The majority of clients at this bank are married. Generally the distribution of marital status is as expected based on global rates

In [None]:
fig1 = ex.pie(data, names = "Income_Category", title = "Proportion of Income Levels")
fig1.update_layout(height = 500, width = 700)
fig1.show()

In [None]:
fig1 = ex.pie(data, names = "Card_Category", title = "Proportion of Different Card Categories")
fig1.update_layout(height = 500, width = 700)
fig1.show()

It is interesting to compare the distribution of income bands to the card categories. It is evident that a staggering majority of clients use the Blue card even though the distribution of income levels vary. Only 6.8% of the bank clients use higher card tiers (above Blue) even though 7.8% of clients fall in the highest income group

In [None]:
fig = make_subplots(rows = 2, cols = 1)

tr1 = go.Box(x = data['Months_on_book'], name = 'Months on Book Box Plot', boxmean = True)
tr2 = go.Histogram(x = data['Months_on_book'], name = 'Months on Book Histogram')

fig.add_trace(tr1, row = 1, col = 1)
fig.add_trace(tr2, row = 2, col = 1)

fig.update_layout(height = 700, width = 1200, title_text = "Distribution of Months on Book")
fig.show()

In [None]:
kurt = data['Months_on_book'].kurt()
print("Kurtosis of the distribution of months on books: {}".format(kurt))

Kurtosis of the distribution of months on books: 0.40010012019986707


The low kurtosis can be interpreted as an indication of a very flat shaped distribution. In this case we cannot assume the normality of the feature.

In [None]:
fig = make_subplots(rows = 2, cols = 1)

tr1 = go.Box(x = data['Total_Relationship_Count'], name = 'Total No. of Products Box Plot', boxmean = True)
tr2 = go.Histogram(x = data['Total_Relationship_Count'], name = 'Total No. of Products Histogram')

fig.add_trace(tr1, row = 1, col = 1)
fig.add_trace(tr2, row = 2, col = 1)

fig.update_layout(height = 700, width = 1200, title_text = "Distribution of the Total No. of Proucts Held by the Customer")
fig.show()

The distribution of the total number of products held by the customer has an irregular distribution. We can observe a uniform distribution where the total number of products is greater than 4 and a left skewed distribution everywhere else.
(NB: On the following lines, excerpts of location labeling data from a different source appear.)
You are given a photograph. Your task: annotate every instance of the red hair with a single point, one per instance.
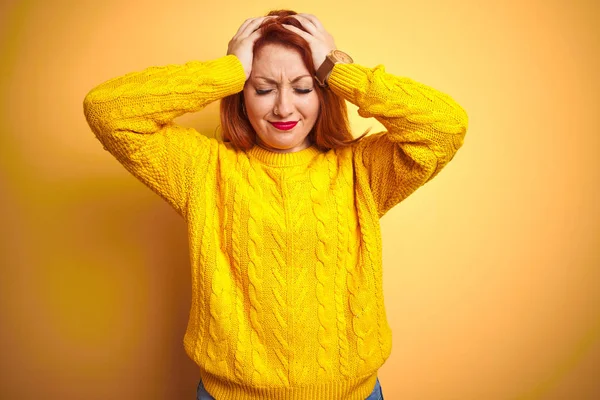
(331, 129)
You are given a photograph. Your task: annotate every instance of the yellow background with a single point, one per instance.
(492, 270)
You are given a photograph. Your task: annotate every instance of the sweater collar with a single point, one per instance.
(283, 159)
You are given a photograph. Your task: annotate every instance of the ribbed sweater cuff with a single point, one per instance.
(346, 78)
(227, 74)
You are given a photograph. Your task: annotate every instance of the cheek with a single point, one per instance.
(257, 107)
(311, 107)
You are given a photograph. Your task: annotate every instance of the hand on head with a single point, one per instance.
(242, 44)
(320, 41)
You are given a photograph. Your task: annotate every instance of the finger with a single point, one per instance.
(243, 26)
(306, 36)
(314, 20)
(306, 23)
(252, 25)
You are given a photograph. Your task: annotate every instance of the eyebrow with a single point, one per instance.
(269, 80)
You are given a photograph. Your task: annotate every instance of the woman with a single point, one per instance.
(283, 215)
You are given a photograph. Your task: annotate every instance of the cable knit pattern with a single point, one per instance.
(285, 249)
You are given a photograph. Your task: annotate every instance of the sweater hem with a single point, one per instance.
(353, 389)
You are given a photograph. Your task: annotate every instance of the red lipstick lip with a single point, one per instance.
(284, 125)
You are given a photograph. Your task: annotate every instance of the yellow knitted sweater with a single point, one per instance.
(287, 299)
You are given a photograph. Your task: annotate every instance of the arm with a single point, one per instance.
(132, 116)
(425, 128)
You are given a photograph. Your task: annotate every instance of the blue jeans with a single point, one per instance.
(202, 394)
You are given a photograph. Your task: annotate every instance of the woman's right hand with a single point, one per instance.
(242, 44)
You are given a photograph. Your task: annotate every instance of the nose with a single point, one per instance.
(284, 105)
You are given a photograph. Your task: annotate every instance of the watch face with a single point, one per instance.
(341, 56)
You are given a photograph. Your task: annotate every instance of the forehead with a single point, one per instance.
(277, 60)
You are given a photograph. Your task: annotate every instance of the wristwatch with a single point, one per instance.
(336, 56)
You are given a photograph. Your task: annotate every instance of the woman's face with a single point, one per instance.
(280, 99)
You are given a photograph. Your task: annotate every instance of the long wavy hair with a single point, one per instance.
(331, 129)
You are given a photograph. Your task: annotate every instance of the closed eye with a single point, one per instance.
(261, 92)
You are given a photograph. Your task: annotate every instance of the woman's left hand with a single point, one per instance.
(320, 41)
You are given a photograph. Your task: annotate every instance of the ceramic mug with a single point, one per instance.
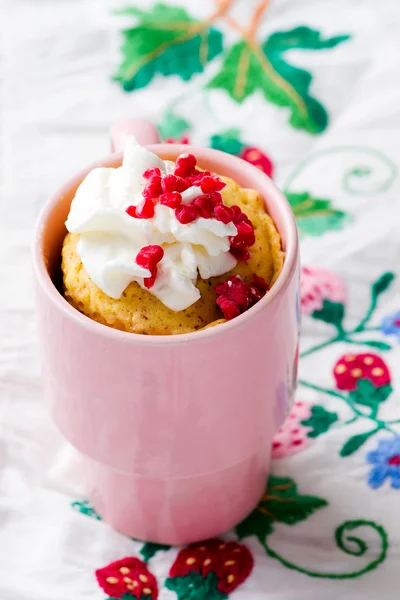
(175, 430)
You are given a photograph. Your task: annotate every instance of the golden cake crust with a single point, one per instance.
(138, 311)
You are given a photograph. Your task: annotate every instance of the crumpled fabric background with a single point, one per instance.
(339, 167)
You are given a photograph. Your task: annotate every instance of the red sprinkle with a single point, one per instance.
(240, 254)
(216, 198)
(235, 291)
(223, 213)
(204, 206)
(152, 189)
(145, 210)
(131, 211)
(152, 172)
(245, 236)
(229, 308)
(172, 183)
(211, 184)
(185, 165)
(171, 199)
(148, 258)
(186, 214)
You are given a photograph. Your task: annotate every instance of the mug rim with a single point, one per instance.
(220, 159)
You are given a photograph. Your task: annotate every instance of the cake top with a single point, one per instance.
(158, 223)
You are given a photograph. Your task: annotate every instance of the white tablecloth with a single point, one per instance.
(333, 138)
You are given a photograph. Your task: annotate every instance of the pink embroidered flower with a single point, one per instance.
(351, 368)
(292, 436)
(317, 285)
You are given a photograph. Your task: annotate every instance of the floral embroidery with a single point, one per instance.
(320, 421)
(283, 504)
(351, 369)
(315, 216)
(322, 294)
(386, 461)
(165, 41)
(292, 437)
(391, 325)
(128, 578)
(209, 570)
(250, 66)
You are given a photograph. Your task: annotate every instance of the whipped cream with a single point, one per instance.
(110, 239)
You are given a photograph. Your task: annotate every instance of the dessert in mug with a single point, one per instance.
(159, 247)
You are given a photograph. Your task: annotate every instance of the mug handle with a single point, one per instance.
(144, 131)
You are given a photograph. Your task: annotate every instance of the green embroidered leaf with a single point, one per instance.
(86, 509)
(315, 216)
(331, 312)
(195, 587)
(247, 68)
(150, 549)
(367, 394)
(355, 442)
(382, 284)
(361, 171)
(168, 41)
(376, 344)
(172, 126)
(281, 503)
(229, 142)
(320, 421)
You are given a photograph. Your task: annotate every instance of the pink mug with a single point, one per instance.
(175, 430)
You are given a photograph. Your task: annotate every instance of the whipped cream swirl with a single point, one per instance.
(110, 239)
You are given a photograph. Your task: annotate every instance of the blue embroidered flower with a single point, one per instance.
(391, 325)
(386, 461)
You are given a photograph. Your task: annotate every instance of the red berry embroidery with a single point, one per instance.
(185, 165)
(154, 171)
(211, 184)
(148, 258)
(171, 199)
(223, 213)
(145, 210)
(186, 214)
(350, 368)
(230, 563)
(128, 576)
(234, 296)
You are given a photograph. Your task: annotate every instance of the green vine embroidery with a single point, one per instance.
(363, 380)
(166, 40)
(283, 504)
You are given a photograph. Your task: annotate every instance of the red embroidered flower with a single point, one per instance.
(317, 285)
(229, 562)
(128, 576)
(350, 368)
(257, 158)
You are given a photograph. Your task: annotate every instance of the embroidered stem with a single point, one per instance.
(379, 160)
(359, 549)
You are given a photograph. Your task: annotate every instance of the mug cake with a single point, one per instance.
(160, 248)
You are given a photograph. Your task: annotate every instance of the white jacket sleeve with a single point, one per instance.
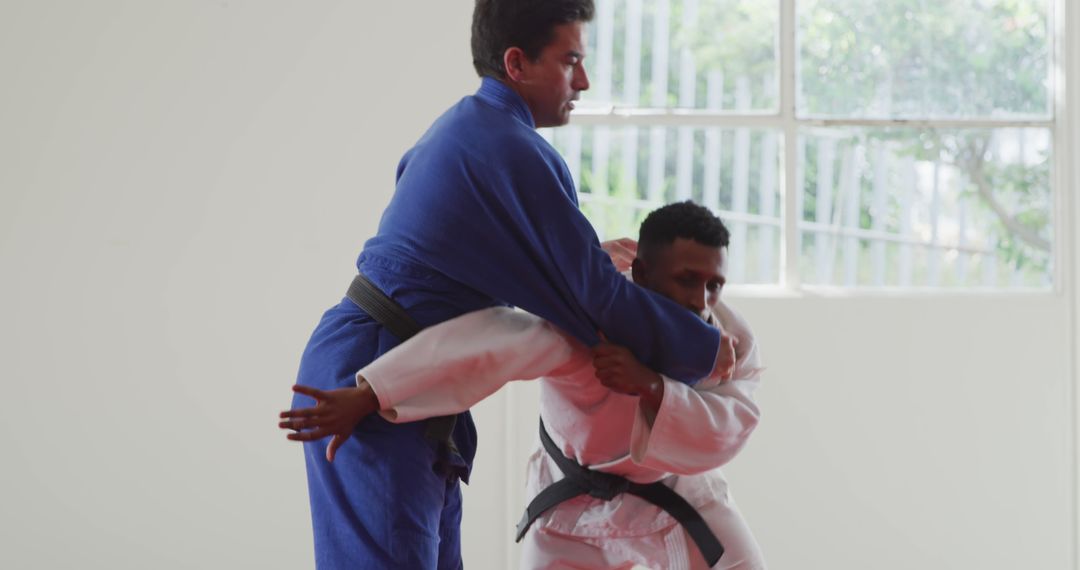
(449, 367)
(700, 429)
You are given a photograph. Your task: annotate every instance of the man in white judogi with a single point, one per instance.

This may suggest that this feature will be useless for the predictor of the churn status

In [None]:
fig = make_subplots(rows = 2, cols = 1)

tr1 = go.Box(x = data['Months_Inactive_12_mon'], name = 'No. of Months Inactive Box Plot', boxmean = True)
tr2 = go.Histogram(x = data['Months_Inactive_12_mon'], name = 'No. of Months Inactive Histogram')

fig.add_trace(tr1, row = 1, col = 1)
fig.add_trace(tr2, row = 2, col = 1)

fig.update_layout(height = 700, width = 1200, title_text = "Distribution of the Number of Months Inactive in the Last 12 Months")
fig.show()

In [None]:
fig = make_subplots(rows=2, cols=1)

tr1=go.Box(x=data['Credit_Limit'],name='Credit_Limit Box Plot',boxmean=True)
tr2=go.Histogram(x=data['Credit_Limit'],name='Credit_Limit Histogram')

fig.add_trace(tr1,row=1,col=1)
fig.add_trace(tr2,row=2,col=1)

fig.update_layout(height=700, width=1200, title_text="Distribution of the Credit Limit")
fig.show()

In [None]:
fig = make_subplots(rows=2, cols=1)

tr1=go.Box(x=data['Total_Trans_Amt'],name='Total_Trans_Amt Box Plot',boxmean=True)
tr2=go.Histogram(x=data['Total_Trans_Amt'],name='Total_Trans_Amt Histogram')

fig.add_trace(tr1,row=1,col=1)
fig.add_trace(tr2,row=2,col=1)

fig.update_layout(height=700, width=1200, title_text="Distribution of the Total Transaction Amount (Last 12 months)")
fig.show()

It is evident that the distribution of total transactions presents a multimodal distribution. Generally this can imply that we have some underlying groups in our data that can be clustered and further examined.

In [None]:
fig1 = ex.pie(data, names = "Attrition_Flag", title = "Proportion of Churn v. Not Churn Customers")
fig1.update_layout(height = 500, width = 700)
fig1.show()

Given that we have an uneven distribution of the two classes we will upsample the Attrited Customers. This will give the later selected models a better chance of catching on small details which will almost definitely be missed out with such a size difference.